Background Hydrocephalus (HC) is a common pediatric neurosurgical condition characterized by the accumulation of cerebrospinal fluid (CSF) and elevated intracranial pressure. Without treatment, HC causes substantial neurological morbidity and mortality. The gold-standard treatment for HC, CSF shunting, is associated with high rates of shunt infection, obstruction, and malfunction and requires lifelong access to prompt neurosurgical care. Endoscopic third ventriculostomy with choroid plexus cauterization (ETV-CPC) was thus developed as an alternative to CSF shunting in low and middle-income countries (LMICs); however, the impact of this treatment on neurological function or brain development remains unclear.

Methods The current study details the technical development of an experimental, large animal model of ETV-CPC to examine the neurobiological and neurobehavioral effects of ETV-CPC versus CSF shunting.

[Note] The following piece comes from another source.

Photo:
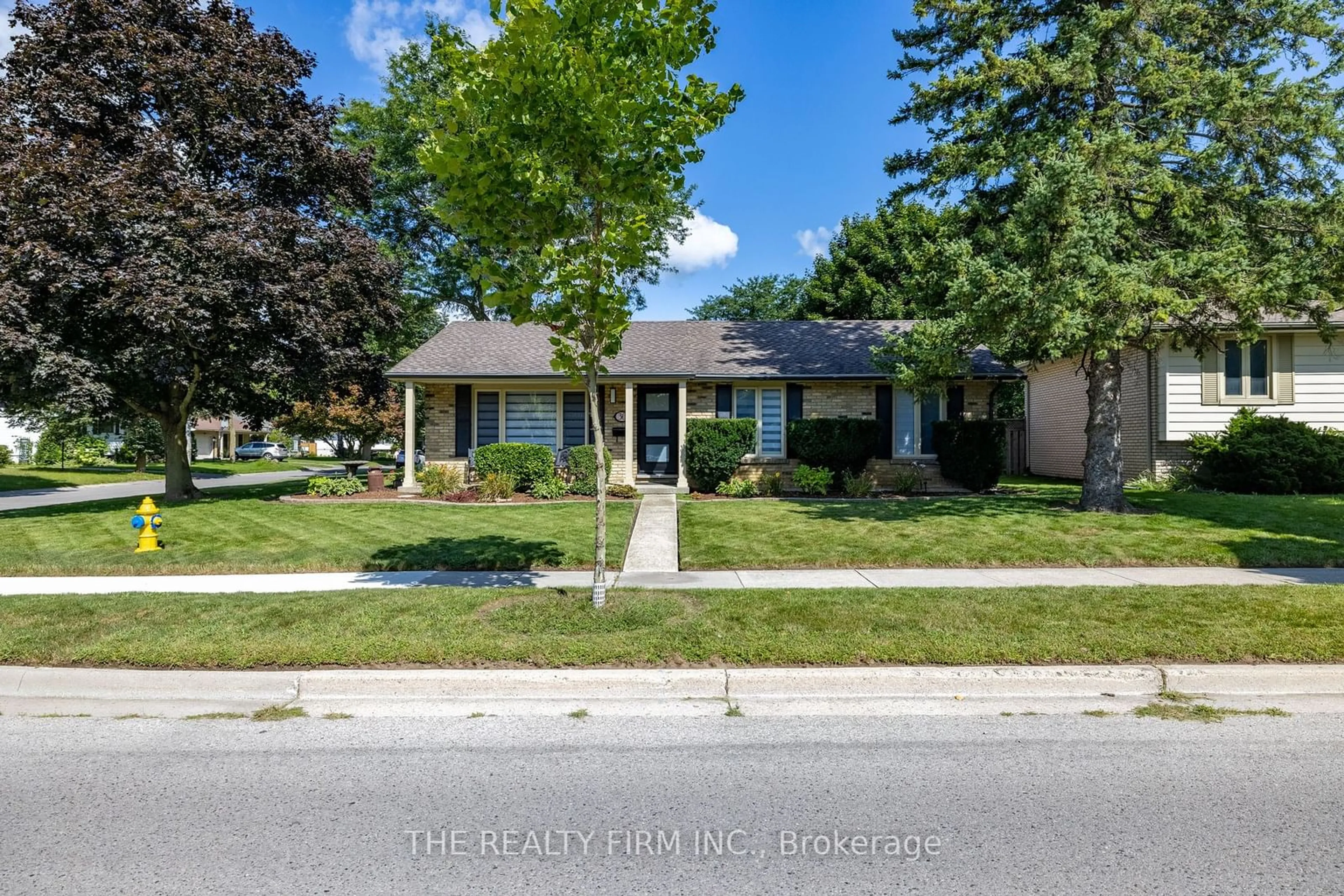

Results Hydrocephalus was induced in juvenile pigs by cisternal injection of 25% kaolin and confirmed with high-resolution MRI after 10-14 days post-induction. For surgical treatment of HC, frameless stereotactic Stealth neuronavigation was registered to the animal's head and an orthogonal trajectory to the foramen of Monro was planned with entry 1 cm lateral to midline. After incision, a burr hole was fashioned, the dura cauterized, and a ventricular catheter was passed into the right lateral ventricle. After the collection of ~1 ml of CSF for later analyses, the catheter was removed and a flexible ventriculoscope was inserted along the track. The endoscope was navigated through the foramen of Monro and into the 3rd ventricle, where a flexible Bugbee wire was used to make an ETV in the lamina terminalis. After completion of the ETV, the endoscope was withdrawn into the right lateral ventricule, and the choroid plexus was cauterized, beginning at the foramen of Monro and moving toward the atrium/glomus, and then into the temporal horn to the temporal tip. In most cases, the septum pellucidum was incompetent, and the same procedure was used to cauterize the entirety of the choroid plexus in the left lateral ventricle. After the ETV-CPC, the endoscope was removed and a ventricular catheter was affixed to a ventricular reservoir, inserted into the right lateral ventricle, and secured in place with pericranial sutures. The wound was irrigated and closed.

Conclusion This experimental juvenile porcine model of ETV-CPC offers the opportunity to study the neurobiological and neurobehavioral effects of ETV-CPC and CSF shunting in a novel way. Understanding the long-term effects of these treatments is paramount in identifying the optimal treatment for children with HC.